Il gup Cinzia Vergine ha disposto il rinvio a giudizio, accogliendo l’istanza avanzata dal sostituto procuratore Luigi Mastroniani che, dopo l’avviso di conclusione delle indagini, aveva riqualificato l’accusa di omicidio volontario in preterintenzionale. Vittorio Leo dovrà presentarsi dinanzi ai giudici della Corte d’Assise, il prossimo 16 giugno, per l’inizio del processo.
La sorella dell’imputato, assistita dall’avvocato Elvia Belmonte, non si è costituita parte civile. L’imputato, invece, è difeso dall’avvocato Francesca Conte che non ha avanzato richiesta di riti alternativi e sostiene come l’episodio contestato vada inquadrato come un tragico incidente.
La difesa ha anche chiesto un’attenuazione della misura cautelare. Il gip deciderà sull’istanza nelle prossime ore.
Ricordiamo che, nei mesi scorsi, dinanzi al gip Giovanni Gallo, si è svolto l’incidente probatorio e il consulente tecnico, lo psichiatra Domenico Suma, ha ritenuto Vittorio Leo in grado d’intendere e di volere quando il padre prese fuoco e morì carbonizzato poco dopo.
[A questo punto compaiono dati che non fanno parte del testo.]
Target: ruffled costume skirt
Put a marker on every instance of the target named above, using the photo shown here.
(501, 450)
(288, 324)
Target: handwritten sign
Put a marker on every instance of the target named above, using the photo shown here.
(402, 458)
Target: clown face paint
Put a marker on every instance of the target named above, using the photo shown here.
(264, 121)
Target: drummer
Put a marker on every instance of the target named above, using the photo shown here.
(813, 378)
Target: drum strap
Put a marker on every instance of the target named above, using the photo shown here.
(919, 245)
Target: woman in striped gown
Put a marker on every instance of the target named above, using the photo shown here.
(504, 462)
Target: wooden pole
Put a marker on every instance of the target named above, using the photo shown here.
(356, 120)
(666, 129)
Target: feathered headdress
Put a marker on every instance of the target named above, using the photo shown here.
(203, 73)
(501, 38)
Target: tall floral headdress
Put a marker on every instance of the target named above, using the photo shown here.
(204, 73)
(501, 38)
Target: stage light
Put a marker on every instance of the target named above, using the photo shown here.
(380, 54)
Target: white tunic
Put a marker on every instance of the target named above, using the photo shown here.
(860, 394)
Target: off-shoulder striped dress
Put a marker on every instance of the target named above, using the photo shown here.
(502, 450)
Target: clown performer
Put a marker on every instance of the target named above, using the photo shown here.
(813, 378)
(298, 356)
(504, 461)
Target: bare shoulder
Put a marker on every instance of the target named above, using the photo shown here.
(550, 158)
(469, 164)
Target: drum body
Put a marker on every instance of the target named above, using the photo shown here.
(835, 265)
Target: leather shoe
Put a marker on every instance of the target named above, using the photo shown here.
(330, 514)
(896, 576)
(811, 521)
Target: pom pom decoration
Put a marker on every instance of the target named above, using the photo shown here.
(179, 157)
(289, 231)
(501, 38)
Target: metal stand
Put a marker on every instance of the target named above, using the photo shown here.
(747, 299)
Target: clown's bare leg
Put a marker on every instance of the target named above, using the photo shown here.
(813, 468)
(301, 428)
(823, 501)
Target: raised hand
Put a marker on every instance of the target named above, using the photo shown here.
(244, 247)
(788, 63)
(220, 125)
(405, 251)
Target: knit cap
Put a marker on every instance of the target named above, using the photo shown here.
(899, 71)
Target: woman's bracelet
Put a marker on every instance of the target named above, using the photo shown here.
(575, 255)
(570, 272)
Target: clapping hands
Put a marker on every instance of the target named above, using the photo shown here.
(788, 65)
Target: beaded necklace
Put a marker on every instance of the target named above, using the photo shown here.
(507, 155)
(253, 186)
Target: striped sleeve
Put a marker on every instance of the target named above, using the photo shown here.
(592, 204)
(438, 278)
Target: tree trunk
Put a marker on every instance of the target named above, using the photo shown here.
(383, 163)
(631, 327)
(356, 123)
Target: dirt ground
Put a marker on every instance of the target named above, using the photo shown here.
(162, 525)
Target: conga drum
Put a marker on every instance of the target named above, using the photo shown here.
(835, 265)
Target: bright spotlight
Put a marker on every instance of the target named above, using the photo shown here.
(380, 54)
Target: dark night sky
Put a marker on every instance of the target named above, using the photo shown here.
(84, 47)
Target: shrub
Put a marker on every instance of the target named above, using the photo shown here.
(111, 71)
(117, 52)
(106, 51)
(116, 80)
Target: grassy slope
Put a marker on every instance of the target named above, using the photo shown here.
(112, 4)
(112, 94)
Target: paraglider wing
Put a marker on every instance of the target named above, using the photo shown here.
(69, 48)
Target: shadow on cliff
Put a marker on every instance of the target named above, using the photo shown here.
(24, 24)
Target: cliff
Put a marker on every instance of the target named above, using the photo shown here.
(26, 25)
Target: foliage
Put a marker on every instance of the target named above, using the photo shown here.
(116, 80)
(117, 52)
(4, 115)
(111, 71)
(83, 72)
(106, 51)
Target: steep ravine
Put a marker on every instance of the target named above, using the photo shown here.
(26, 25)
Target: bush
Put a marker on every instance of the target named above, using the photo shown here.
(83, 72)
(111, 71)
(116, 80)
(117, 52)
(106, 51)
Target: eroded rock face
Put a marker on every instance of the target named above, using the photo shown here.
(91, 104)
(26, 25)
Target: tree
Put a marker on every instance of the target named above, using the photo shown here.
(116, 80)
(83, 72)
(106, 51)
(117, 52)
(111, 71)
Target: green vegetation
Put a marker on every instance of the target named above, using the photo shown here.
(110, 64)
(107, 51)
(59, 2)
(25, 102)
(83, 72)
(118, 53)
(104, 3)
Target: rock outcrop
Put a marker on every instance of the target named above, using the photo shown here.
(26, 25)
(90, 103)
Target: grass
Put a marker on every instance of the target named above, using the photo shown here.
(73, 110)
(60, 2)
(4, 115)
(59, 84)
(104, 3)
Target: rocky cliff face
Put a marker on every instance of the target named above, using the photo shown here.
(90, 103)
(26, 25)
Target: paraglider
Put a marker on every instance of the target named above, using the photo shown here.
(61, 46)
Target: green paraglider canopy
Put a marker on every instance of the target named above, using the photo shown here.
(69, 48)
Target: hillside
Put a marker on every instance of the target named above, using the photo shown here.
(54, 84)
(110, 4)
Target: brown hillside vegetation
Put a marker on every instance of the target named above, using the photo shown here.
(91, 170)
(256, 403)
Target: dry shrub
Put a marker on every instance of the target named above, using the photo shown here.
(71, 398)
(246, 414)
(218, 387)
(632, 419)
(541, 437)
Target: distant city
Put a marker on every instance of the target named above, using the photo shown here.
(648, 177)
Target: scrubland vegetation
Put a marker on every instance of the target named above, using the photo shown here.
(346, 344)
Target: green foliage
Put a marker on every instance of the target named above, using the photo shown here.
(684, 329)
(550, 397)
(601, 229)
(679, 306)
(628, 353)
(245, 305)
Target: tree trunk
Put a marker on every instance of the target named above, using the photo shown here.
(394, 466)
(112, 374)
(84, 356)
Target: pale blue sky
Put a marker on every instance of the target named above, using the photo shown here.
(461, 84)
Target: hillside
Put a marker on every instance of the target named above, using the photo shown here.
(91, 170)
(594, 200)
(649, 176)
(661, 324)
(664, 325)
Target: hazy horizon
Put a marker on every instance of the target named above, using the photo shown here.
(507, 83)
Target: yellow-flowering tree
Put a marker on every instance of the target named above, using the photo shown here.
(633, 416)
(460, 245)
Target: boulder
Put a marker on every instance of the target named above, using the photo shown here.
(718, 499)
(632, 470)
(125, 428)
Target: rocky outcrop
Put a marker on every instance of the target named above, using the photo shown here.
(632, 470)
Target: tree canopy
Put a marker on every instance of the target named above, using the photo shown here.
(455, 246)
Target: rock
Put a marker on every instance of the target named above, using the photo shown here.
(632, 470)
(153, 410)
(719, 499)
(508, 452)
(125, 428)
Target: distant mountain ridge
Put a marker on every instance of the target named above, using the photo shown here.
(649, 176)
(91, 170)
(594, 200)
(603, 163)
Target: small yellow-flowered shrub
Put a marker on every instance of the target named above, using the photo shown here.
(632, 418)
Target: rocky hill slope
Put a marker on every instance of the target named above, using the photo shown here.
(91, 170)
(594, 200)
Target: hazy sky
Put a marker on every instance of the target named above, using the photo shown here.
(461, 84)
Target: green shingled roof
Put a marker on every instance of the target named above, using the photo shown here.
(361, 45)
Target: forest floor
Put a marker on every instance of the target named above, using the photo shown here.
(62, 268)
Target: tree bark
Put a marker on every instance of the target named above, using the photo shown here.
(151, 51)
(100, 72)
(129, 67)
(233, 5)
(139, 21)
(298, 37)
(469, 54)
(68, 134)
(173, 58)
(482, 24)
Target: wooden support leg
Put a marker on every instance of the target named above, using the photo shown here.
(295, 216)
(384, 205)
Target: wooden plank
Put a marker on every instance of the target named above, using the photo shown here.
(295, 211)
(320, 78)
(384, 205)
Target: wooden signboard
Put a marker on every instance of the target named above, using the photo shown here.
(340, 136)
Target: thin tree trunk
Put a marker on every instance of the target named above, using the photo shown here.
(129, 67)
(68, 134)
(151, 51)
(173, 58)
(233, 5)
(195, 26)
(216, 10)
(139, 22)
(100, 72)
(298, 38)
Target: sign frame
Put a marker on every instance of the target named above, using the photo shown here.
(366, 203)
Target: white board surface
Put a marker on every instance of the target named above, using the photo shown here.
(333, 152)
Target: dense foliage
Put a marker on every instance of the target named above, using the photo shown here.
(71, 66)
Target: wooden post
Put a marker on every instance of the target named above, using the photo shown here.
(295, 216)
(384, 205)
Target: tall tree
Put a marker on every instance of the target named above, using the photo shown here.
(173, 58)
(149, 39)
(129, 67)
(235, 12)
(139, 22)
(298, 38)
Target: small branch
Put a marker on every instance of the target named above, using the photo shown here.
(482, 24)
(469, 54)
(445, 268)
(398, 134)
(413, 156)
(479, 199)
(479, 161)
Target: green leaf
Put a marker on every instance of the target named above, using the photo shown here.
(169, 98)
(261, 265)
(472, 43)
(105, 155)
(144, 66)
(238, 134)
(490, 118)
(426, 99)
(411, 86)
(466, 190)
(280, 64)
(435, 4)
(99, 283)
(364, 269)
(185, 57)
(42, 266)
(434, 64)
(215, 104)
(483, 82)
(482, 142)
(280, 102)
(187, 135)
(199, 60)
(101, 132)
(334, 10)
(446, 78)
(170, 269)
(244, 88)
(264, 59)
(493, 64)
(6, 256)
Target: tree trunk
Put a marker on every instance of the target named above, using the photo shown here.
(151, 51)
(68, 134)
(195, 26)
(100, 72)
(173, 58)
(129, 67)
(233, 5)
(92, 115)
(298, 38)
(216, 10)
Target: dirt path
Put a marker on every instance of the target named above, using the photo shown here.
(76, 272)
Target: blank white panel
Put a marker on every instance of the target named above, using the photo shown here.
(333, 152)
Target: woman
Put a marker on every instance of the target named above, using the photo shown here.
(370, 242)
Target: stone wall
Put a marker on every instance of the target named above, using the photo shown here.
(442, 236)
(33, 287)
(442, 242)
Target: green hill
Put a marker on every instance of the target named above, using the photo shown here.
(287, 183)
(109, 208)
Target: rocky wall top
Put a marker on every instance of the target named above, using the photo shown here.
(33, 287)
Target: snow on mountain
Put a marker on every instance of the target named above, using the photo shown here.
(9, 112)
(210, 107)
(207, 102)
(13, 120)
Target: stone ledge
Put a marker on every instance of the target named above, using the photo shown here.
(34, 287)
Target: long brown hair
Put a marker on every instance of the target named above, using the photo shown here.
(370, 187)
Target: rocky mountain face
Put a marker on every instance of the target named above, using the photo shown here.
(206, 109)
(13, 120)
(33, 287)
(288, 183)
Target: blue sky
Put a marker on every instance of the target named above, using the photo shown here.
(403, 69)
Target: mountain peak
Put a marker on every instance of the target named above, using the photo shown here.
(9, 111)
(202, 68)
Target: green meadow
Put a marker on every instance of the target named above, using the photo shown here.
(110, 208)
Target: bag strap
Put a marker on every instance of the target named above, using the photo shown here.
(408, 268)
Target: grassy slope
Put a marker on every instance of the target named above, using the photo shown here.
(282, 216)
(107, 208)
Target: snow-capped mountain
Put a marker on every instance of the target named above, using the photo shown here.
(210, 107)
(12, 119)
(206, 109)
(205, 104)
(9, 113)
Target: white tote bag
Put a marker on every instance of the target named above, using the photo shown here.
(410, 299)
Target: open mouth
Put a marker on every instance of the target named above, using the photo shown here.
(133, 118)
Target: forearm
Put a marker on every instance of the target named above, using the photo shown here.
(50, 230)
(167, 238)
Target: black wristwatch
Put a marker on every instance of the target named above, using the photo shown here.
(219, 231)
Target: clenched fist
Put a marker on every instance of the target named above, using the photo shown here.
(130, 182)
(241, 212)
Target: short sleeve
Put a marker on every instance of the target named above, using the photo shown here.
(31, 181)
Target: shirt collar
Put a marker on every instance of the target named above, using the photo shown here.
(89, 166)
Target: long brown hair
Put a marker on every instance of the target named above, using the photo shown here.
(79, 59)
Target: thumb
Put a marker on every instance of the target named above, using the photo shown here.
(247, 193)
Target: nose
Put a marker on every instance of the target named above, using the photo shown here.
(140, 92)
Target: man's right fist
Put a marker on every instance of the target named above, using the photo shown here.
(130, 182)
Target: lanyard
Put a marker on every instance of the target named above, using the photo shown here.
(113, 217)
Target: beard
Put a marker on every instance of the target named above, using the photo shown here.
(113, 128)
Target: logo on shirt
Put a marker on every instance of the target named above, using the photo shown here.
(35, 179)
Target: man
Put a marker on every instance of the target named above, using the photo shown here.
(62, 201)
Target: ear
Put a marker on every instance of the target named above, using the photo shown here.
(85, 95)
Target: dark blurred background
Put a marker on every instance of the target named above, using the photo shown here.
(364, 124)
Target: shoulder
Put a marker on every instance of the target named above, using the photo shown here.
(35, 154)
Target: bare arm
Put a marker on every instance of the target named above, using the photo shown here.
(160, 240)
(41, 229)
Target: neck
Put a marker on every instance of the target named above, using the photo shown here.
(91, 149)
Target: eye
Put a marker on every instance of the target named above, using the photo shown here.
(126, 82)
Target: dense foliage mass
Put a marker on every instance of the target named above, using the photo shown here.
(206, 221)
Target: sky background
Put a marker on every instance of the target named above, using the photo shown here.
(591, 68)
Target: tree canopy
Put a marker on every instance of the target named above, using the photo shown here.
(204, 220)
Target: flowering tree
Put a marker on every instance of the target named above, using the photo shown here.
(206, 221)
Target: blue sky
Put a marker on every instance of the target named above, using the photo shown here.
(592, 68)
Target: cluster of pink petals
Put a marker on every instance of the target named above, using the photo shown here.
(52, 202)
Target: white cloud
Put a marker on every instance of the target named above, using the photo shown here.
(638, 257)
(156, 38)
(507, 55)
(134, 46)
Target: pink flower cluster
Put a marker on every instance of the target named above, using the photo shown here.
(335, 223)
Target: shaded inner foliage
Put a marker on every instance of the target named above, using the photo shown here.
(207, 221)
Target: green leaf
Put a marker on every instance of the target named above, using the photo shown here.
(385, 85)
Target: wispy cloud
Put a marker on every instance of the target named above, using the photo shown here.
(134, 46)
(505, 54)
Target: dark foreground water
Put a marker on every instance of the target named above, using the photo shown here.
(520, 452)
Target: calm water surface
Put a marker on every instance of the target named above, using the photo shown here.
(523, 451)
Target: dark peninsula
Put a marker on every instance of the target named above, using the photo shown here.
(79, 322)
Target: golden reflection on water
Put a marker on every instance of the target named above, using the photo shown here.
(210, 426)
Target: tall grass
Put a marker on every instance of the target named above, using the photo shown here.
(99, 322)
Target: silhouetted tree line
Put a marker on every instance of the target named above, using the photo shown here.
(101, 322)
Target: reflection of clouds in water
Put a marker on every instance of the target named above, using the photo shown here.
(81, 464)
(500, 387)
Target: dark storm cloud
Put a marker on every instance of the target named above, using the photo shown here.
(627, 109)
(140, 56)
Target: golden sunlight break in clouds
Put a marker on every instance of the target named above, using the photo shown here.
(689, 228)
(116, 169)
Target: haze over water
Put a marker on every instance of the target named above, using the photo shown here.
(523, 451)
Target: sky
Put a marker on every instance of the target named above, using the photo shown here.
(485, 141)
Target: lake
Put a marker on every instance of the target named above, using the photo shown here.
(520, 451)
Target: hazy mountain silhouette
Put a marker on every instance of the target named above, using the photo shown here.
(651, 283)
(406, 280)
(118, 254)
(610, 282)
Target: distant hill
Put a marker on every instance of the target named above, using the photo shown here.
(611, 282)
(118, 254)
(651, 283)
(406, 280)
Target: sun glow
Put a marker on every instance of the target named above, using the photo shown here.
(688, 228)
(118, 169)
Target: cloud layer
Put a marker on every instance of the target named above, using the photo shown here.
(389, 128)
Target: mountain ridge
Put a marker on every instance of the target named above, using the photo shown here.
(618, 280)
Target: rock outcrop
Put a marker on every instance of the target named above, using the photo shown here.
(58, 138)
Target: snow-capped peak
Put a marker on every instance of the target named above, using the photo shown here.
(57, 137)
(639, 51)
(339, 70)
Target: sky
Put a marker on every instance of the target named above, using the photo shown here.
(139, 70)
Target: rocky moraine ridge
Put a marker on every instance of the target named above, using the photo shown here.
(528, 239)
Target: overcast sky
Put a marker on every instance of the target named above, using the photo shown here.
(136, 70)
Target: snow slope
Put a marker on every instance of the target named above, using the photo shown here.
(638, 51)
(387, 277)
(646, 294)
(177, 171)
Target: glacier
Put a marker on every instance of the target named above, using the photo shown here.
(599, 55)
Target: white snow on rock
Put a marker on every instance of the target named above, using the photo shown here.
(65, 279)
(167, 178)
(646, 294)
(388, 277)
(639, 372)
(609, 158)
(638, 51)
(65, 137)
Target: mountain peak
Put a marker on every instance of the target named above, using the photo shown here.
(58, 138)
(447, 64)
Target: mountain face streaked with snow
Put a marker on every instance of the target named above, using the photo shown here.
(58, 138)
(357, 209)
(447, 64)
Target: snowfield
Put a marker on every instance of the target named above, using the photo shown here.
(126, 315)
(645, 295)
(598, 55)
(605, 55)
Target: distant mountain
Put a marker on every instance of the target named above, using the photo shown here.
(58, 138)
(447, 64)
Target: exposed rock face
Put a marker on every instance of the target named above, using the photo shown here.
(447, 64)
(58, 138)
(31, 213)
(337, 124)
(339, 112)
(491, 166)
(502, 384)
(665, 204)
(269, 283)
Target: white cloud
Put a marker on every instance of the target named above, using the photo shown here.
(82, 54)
La difesa rappresentata dall’avvocato Francesca Conte, nel corso dell’incidente probatorio, aveva chiesto la sostituzione della misura carceraria con quella dei domiciliari. Il gip ha rigettato l’istanza della difesa. Il giudice nell’ordinanza sostiene che Vittorio Leo debba rimanere in carcere, sottolineando che “non ha mostrato nessuna forma di pentimento“. E poi, il gip non condivide la riqualificazione del reato da omicidio volontario in preterintenzionale operata dal pm nell’avviso di conclusione delle indagini preliminari.
Il giudice richiama quanto sostenuto nell’ordinanza applicativa della misura carceraria. Vittorio Leo avrebbe deliberatamente gettato dell’alcol addosso al padre, dando fuoco allo stesso, al fine di cagionarne la morte. Invece, sostiene il pm, l’agente immobiliare non aveva programmato l’omicidio e non aveva intenzione di uccidere il padre.
I fatti
Il 29 maggio scorso, Antonio Leo, 89enne insegnante in pensione, venne trovato senza vita nella sua abitazione di Collepasso, dove viveva da solo. Il cadavere era in bagno, carbonizzato dalle fiamme. È stato il figlio a chiedere aiuto agli uomini in divisa. Il 48enne – titolare una agenzia immobiliare – viveva in un appartamento vicino a quello dell’anziano padre, nello stesso stabile.
Sospettato fin da subito di essere l’autore del gesto, Vittorio Leo è poi finito in manette e condotto in carcere dai carabinieri del Norm di Casarano, coadiuvati dai colleghi della stazione di Collepasso.
L’interrogatorio
Durante l’interrogatorio in caserma e dinanzi al pm, Vittorio Leo ha sostenuto che non era sua intenzione uccidere il padre e che non lo soccorse poiché paralizzato dalla paura. Anzi, si stese sul divano e poi si cucinò un piatto di pasta al ragù. Dopo pranzo, ripulì la cucina e lavò il pavimento. Il 48enne nel corso dell’interrogatorio si è soffermato anche sul rapporto conflittuale con il padre, affermando: “Lui non accettava che io potessi partecipare all’eredità”. E ancora, “Non accettava che io avessi abbandonato gli studi”.